The Empire of Good
Publisher
:
Belles lettres
Parution date
:
EAN
:
9782251441351
Number of pages
:
172
Description
If you need to speak about modernity . . . begin with Philippe Muray’s works. —Michel Houellebecq
We recommend the uninitiated take it in small doses to start with, so explosive is the impact, without pity, but also redemptive.
—Philosophie Magazine
Philippe Muray was an influential French essayist, novelist, and thinker. His books, always well-known in Europe, have not been available in the United States. Now, four years after his death, Les Belles Lettres has reissued nine of his most important books. The Empire of Good is one of his seminal works, calling into question the “good” that we attribute to our way of life.
The Empire of Good prevails: it urgently needs to be sabotaged. Those values that we judge excellent today, and even indispensable to the common good, have for a long time seemed to me nefarious, grotesque, and what’s more, dangerous to the freedom of the individual.
—Philippe Muray
Over his lifetime, Philippe Muray earned and maintained a distinct place among the French intelligentsia. He was a cultural anti-modernist, laboring to cast doubt on the perceived benefits of our time and to help render us all critics of the currents through which we move.
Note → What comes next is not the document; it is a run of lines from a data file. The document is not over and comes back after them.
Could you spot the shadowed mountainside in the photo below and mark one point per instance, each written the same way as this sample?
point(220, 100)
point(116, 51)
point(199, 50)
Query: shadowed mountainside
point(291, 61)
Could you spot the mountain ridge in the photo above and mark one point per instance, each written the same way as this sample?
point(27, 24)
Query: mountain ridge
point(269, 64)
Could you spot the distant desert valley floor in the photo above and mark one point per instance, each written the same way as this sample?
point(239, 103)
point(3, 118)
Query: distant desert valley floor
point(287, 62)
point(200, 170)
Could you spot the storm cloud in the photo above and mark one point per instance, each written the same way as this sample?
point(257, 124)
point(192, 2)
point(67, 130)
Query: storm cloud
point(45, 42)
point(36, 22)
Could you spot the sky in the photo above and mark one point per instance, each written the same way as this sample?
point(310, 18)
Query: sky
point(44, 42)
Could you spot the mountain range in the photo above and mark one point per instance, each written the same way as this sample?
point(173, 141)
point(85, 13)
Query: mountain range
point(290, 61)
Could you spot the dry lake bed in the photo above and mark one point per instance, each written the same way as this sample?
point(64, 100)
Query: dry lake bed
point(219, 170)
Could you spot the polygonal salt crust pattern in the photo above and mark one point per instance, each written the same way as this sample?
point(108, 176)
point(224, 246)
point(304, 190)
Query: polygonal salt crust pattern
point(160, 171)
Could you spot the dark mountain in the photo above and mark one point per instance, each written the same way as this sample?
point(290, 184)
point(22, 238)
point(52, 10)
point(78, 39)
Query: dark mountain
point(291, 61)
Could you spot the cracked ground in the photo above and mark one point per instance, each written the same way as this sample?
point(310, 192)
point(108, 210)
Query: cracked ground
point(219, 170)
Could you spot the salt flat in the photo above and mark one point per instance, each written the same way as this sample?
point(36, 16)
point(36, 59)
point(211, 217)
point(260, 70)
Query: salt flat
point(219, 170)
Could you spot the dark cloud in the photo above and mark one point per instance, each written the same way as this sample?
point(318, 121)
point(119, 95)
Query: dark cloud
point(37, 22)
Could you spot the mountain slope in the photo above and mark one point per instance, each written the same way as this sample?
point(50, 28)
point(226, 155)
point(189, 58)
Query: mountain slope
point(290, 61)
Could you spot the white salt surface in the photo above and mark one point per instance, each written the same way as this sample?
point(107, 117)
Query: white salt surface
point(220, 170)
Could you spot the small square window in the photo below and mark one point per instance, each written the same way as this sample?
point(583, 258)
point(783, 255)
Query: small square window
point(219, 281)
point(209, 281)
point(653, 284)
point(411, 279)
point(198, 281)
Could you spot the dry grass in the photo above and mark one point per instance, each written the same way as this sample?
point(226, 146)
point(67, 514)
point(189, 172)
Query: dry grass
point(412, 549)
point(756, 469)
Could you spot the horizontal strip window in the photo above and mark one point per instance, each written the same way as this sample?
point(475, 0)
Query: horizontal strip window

Muray developed the concept of The Empire of the Good when he was in California, teaching at Stanford University.
Muray believed that our era is characterized by a dreadful seriousness, an aggressive and vacuous certainty that our time is superior to prior times—times about which we have no curiosity. He also stressed our tendency to be determined that we are headed toward an inevitably blissful future, despite rough spots that might suggest the contrary.
He viewed this devotion to a good that cannot be called into question as the source of countless mistakes, and the shortest path to new forms of barbarism. In The Empire of Good, he wrote about the absurdities of our unthinking acceptance of the modern age in a style that is insistent, detailed, and very human.
Author
Philippe Muray : Philippe Muray (1945–2006) was an essayist, author of Le XIXème siècle à travers les âges (Denoël, 1984) and Après l’histoire, I and II (Les Belles Lettres, 1999 and 2000), among other works, and a novelist who authored Une arrière-saison (Flammarion, 1968) and Chantpluriel (Gallimard, 1973), to name just two. In 1983, he taught at Stanford University in California at the invitation of René Girard. In 2010, his works were read by the French actor Fabrice Luchini at the Théatre de l’Atelier, sparking renewed interest in his oeuvre.